WE knew all about how new parents talk too much about their children - we'd seen the sitcoms, the New Yorker cartoons. I'd even joked with friends that I might not be able to keep myself from telling them about burps and diapers and his (or her - we didn't know) tiny little perfect little hands and feet. You'll have to warn me, I said, when I get boring. Six weeks later, we came to our senses.

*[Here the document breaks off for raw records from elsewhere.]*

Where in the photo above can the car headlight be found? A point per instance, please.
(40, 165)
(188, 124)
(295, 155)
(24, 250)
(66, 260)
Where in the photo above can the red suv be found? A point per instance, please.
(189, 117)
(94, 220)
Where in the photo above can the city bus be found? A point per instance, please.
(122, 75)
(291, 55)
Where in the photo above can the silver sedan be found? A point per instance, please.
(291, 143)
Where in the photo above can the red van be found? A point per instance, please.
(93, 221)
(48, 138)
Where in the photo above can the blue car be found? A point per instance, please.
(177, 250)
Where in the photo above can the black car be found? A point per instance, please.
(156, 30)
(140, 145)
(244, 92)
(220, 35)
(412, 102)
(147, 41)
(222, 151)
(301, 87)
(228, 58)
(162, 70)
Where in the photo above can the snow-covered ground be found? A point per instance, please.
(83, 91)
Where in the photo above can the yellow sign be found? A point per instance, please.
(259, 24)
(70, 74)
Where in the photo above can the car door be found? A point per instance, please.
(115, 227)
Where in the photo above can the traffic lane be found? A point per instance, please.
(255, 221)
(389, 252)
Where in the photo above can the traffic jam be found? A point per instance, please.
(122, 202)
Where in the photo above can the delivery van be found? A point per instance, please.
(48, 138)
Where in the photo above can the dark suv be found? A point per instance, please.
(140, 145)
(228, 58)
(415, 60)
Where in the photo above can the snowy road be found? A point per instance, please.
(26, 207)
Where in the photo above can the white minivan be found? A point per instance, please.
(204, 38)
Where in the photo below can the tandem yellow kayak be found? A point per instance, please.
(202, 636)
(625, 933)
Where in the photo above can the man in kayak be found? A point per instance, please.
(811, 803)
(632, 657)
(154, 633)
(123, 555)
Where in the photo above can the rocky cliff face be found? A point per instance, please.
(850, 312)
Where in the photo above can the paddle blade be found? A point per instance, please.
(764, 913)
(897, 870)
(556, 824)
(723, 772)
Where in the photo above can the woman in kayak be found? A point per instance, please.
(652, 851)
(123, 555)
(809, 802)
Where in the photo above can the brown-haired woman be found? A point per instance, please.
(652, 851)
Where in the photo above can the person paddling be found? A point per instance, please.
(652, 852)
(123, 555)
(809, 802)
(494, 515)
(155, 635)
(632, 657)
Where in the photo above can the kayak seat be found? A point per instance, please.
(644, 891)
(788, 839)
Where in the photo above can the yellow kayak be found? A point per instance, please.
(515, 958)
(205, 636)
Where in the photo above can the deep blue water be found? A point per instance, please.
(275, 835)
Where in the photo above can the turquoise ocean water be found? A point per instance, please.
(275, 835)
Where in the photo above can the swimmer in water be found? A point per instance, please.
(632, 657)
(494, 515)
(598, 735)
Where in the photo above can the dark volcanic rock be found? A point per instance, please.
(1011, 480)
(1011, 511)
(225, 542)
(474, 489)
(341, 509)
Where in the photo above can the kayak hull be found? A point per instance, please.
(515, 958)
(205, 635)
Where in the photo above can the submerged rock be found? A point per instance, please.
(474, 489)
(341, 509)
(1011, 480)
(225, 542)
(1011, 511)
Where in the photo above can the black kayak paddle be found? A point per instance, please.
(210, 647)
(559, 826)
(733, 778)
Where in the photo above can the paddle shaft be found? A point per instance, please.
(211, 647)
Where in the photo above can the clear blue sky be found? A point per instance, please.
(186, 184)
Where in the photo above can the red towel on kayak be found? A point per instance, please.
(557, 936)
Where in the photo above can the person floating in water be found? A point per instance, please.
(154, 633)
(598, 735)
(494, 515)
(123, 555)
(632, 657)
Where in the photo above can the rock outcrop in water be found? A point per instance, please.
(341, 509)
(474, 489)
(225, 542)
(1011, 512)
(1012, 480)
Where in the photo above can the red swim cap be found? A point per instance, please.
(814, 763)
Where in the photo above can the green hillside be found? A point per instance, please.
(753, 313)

We realized that everyone was just waiting to hear about the cute noises he makes, how he hunches over when you burp him, how he looks like a little frog in his crib. How he can smile now, and how he stretches and scrunches after a nap. And his nicknames - did I mention nicknames? ``Milk Turtle,'' ``Pound Puppy,'' ``Cuddle Bucket,'' ``Sly Squirrel.'' There are more. So why do you suppose our carpenter - someone we considered our friend - nodded and backed away with a semifrozen smile when we explained to him how the doctor, too, saw right away what an exceptional child he was, how we think he has gray-blue eyes for keeps, now, how soft the soles of his feet are, and ...
In saner moments I realize I've gone right over the edge with this child: I stare at him so hard I can hardly tell what he looks like - I can only concentrate on one part of his face at a time. And he beams back up at me, hardly blinking, drinking in. I see expectant couples now and say, in my green wisdom, ``Oh, they may think they know what they're in for ...''
I thought I knew. I thought I knew. But a door opened, a door closed, and I must be on a different planet.
His eyes were open, I think - I know he looked at me - and he was crying so hard his chin was shaking. (We made a point of asking the doctor, later: ``Did you slap our precious child? Is that why he was crying?'' He said no, no, no, he hadn't done anything, it's probably the change in air pressure or the change in temperature, or just the child saying - and here he looked up, spread his arms wide, and waved his head back and forth - ``Is this what I was promised!'' He was a little wild from having been up all night delivering babies, I think.)
So our child is crying, and I'm crying, and my wife is crying, and the doctor says jollily, ``Well, that's a good sign - a good, healthy cry gets the lungs filled up.'' Sometime later, while we're still marveling at this amazing thing and are hardly noticing, the doctor says a little less jovially, ``Well, that's about enough crying for now....'' He kept on a while after that. We didn't mind.
Seven weeks later, I have begun apologizing to friends. I'm training myself, in conversations, to start with the most amazing recent events - his smiles, perhaps, or his turning over by himself. I blurt them out, then check for a response: If their eyes don't light up, just a little, I pry myself onto another topic. But if there's the slightest raised eyebrow, the encouraging ``He did?'' I let them have it. They must be from my new planet, too.